Exercise 13.10: ContentGuard Governance Framework (Extended Analysis)

ContentGuard, our anchor example of a content moderation AI, is currently subject to minimal regulation in the United States (due to Section 230 protections) and would face transparency obligations under the EU AI Act.

Design a comprehensive governance framework for content moderation AI systems. Your framework should address:

  1. Transparency: What information should platforms be required to disclose about their content moderation algorithms?
  2. Accountability: Who is responsible when content moderation AI makes errors — suppresses legitimate speech or fails to remove harmful content?
  3. Due process: What rights should users have to appeal content moderation decisions? What role should human reviewers play?
  4. Bias: How should regulators assess whether content moderation algorithms treat different viewpoints, languages, or communities fairly?
  5. Enforcement: Who should enforce these requirements, and what penalties should apply for violations?

Address at least one objection that platforms would raise against your framework.

Exercise 13.11: The Definition Problem in Practice

The chapter notes that defining "AI" has major regulatory consequences. Consider the following systems and decide whether each should be covered by AI regulation. Explain your reasoning.
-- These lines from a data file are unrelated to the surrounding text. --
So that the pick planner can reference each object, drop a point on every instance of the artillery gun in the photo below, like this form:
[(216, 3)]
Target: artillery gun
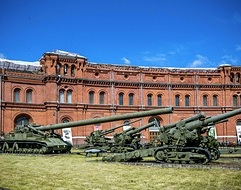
[(130, 139), (34, 138), (99, 141), (181, 142)]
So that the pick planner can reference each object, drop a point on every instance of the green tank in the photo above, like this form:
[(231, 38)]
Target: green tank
[(130, 139), (99, 141), (181, 142), (34, 138)]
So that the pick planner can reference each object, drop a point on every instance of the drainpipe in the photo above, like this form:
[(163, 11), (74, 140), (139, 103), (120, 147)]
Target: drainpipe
[(1, 122)]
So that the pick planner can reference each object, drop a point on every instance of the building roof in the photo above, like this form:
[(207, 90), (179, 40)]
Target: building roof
[(19, 65)]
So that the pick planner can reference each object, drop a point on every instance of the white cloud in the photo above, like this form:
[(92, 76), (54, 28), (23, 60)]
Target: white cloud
[(2, 56), (200, 61), (227, 59), (156, 58), (238, 47), (126, 61)]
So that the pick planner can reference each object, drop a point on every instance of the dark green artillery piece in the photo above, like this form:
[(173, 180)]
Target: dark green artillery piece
[(130, 139), (99, 141), (34, 138), (181, 142)]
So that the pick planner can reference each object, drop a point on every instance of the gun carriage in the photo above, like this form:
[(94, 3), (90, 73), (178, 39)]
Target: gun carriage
[(34, 138)]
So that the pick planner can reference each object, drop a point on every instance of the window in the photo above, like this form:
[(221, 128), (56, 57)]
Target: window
[(69, 96), (235, 100), (91, 97), (65, 69), (29, 96), (187, 100), (205, 100), (159, 100), (72, 70), (102, 98), (121, 98), (149, 99), (177, 100), (237, 77), (215, 100), (131, 99), (16, 95), (231, 77), (61, 96), (65, 120), (21, 120), (58, 66)]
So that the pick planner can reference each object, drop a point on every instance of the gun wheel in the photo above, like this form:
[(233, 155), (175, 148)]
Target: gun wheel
[(160, 156)]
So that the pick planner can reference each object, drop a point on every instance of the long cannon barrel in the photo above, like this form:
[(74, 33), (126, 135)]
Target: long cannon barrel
[(106, 119), (105, 132), (189, 119), (211, 120), (137, 130)]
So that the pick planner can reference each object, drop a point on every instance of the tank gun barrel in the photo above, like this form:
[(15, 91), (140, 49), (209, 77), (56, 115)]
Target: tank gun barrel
[(105, 132), (189, 119), (211, 120), (106, 119), (137, 130)]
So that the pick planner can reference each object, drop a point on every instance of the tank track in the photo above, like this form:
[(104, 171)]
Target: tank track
[(25, 147), (186, 155), (167, 154)]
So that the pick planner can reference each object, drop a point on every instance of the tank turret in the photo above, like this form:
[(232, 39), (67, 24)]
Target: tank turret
[(98, 139), (181, 142), (42, 139)]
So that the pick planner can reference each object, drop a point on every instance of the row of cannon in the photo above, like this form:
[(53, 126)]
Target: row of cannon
[(186, 141)]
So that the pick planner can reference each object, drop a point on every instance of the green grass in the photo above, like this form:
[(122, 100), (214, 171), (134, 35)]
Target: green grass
[(60, 172)]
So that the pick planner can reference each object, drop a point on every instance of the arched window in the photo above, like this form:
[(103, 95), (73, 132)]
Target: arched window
[(69, 96), (22, 120), (58, 66), (131, 99), (121, 98), (159, 100), (205, 100), (187, 100), (215, 100), (102, 98), (72, 70), (238, 128), (16, 95), (65, 120), (29, 93), (235, 100), (231, 77), (177, 100), (149, 99), (91, 97), (238, 77), (61, 96), (65, 69)]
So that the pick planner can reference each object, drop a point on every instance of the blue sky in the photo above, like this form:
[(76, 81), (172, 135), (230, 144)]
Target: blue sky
[(161, 33)]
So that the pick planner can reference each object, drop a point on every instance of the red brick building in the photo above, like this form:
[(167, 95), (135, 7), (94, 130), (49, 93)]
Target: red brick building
[(66, 87)]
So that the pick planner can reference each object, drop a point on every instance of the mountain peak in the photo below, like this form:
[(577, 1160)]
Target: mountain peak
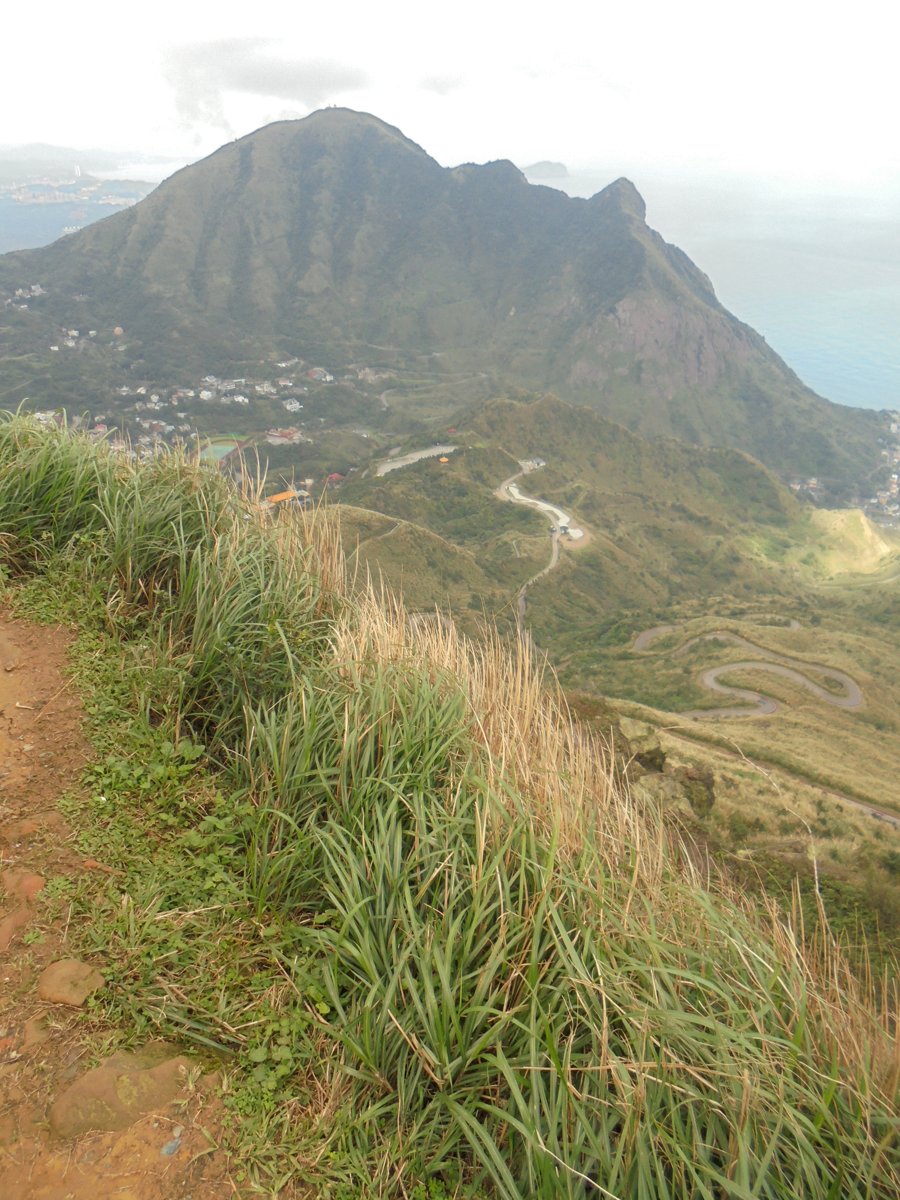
[(624, 193)]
a) A spreadsheet formula that automatically calculates a loan applicant's creditworthiness based on their income, debt, and credit score b) An email spam filter that uses machine learning to classify incoming messages c) A self-driving car that uses deep learning to navigate roads d) A weather forecasting model that uses statistical methods to predict temperature e) A chatbot that uses a large language model to answer customer questions f) A database query that automatically flags patients whose vital signs exceed certain thresholds

Where would you draw the line between "AI systems that should be regulated" and "software tools that should not"? Is there a principled way to draw this line, or will it always be somewhat arbitrary?


Reflection Exercise

Exercise 13.12: Your AI Governance Position

Write a one-page position paper answering the question: How should AI be governed?

Your paper should: - State your position clearly (e.g., "I believe AI should be governed primarily through [approach] because...") - Acknowledge at least one legitimate counterargument and respond to it - Reference at least two specific concepts from this chapter - Be written for a general audience (no jargon without explanation)

There is no single right answer. The goal is to develop and articulate a thoughtful, informed position that you can defend with evidence and reasoning.